Araştırma sonuçları “aile kurma” konusundaki çalışan düşüncelerini de yansıtıyor. Katılımcıların %27’si kendilerinin ya da eşlerinin çocuk sahibi olmak için kariyerine ara verebileceğini düşünürken, %21’lik kesim ise bir aileye sahip olmanın kariyerlerini olumsuz etkileyeceği kaygısı taşıdığını ifade ediyor. Bu konuda en çok endişe duyulan ülkeler %38’lik bir oranla İspanya ve %26 ile Yunanistan olarak gözükmektedir.
Kashmir konuşmasına şöyle devam ediyor: “Genel olarak veriler, büyük çoğunluğunda doğum oranlarının ve nüfusun giderek düştüğü ve gitgide yaşlanan işgücünün söz konusu olduğu Avrupa’da, belirgin demografik farklılıkları ortaya koymaktadır. İyi bir işveren tüm bunların farkında olmalıdır. Çalışanlar için önemli faktörler, güven ve istihdamın çevresinde toplanmaktadır. Çalışanlar için çalıştıkları organizasyonun etik davranması ve iş dünyasına yeni katılan genç bir insanın, aile kurmak için işine ara veren bir çalışanın ya da emeklilikten sonra çalışmayı sürdürmek isteyen bir elemanın çıkarlarını koruyacağına dair güven duyabilmesi, en önemli faktördür.”
Türkiye’de Durum Nedir?
Manpower Türkiye web sitesi üzerinden anketi yanıtlayan Türk katılımcıların çizdiği iyi bir işveren portresinde de ilginç sonuçlara rastlanıyor.
Türk katılımcıların %56’sı ödenen maaş ve sağlanan hakların iyi olmasını en önemli etken olarak görürken, %46’sı güvenlik ve stabilitenin sağlanmasını, %41’i ise kariyer gelişimi fırsatının sunulmasını “büyük bir işveren olma” klasmanında artı değer olarak düşünüyor.
Türkiye’deki katılımcıların %84’ü esnek çalışma koşulları sağlanması durumunda, emeklilikten sonra da çalışabileceğini söylüyor, fakat katılımcıların sadece %40’ı işverenlerinin işyerinde çeşitlilik politikasına uyduğunu belirtiyor.

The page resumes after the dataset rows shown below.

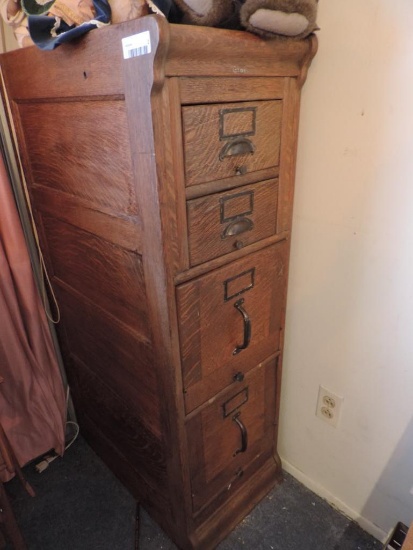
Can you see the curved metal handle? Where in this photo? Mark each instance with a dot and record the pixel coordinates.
(237, 227)
(237, 146)
(247, 327)
(244, 434)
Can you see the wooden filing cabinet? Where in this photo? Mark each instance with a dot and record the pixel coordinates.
(162, 182)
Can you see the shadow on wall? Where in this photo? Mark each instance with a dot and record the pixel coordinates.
(395, 486)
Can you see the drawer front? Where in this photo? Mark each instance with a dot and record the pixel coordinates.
(232, 436)
(230, 320)
(224, 222)
(229, 139)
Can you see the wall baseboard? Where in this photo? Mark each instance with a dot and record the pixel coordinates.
(319, 490)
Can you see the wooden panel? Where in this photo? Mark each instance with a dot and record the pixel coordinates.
(217, 90)
(201, 51)
(211, 327)
(124, 232)
(209, 129)
(216, 462)
(118, 356)
(224, 222)
(66, 154)
(105, 274)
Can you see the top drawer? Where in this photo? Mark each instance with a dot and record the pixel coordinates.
(229, 139)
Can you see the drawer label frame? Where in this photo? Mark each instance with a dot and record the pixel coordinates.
(223, 112)
(235, 403)
(227, 282)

Katılımcıların ’lik kısmı daha kısa çalışma karşılığında daha az ücret almayı kabul ederken, yarısından fazlası çalışma saatlerinin esnek olması koşuluyla hafta süresince daha uzun çalışabileceğini söylüyor. Buna karşın, evden çalışılabileceğine ve daha verimli olunabileceğine inananların oluşturduğu onda üçlük oran gösteriyor ki, Türk çalışanların gözünde evden çalışmak olumlu bir durum değil.
Türkiye sonuçlarına göre, katılımcıların sadece onda dördü ortalama emeklilik yaşında finansal olarak yeterince güvende olacağına inanıyor ve %32’lik kısım çocuk sahibi olmak için ne kendilerinin, ne de eşlerinin kariyerlerine ara verebileceğini düşünüyor.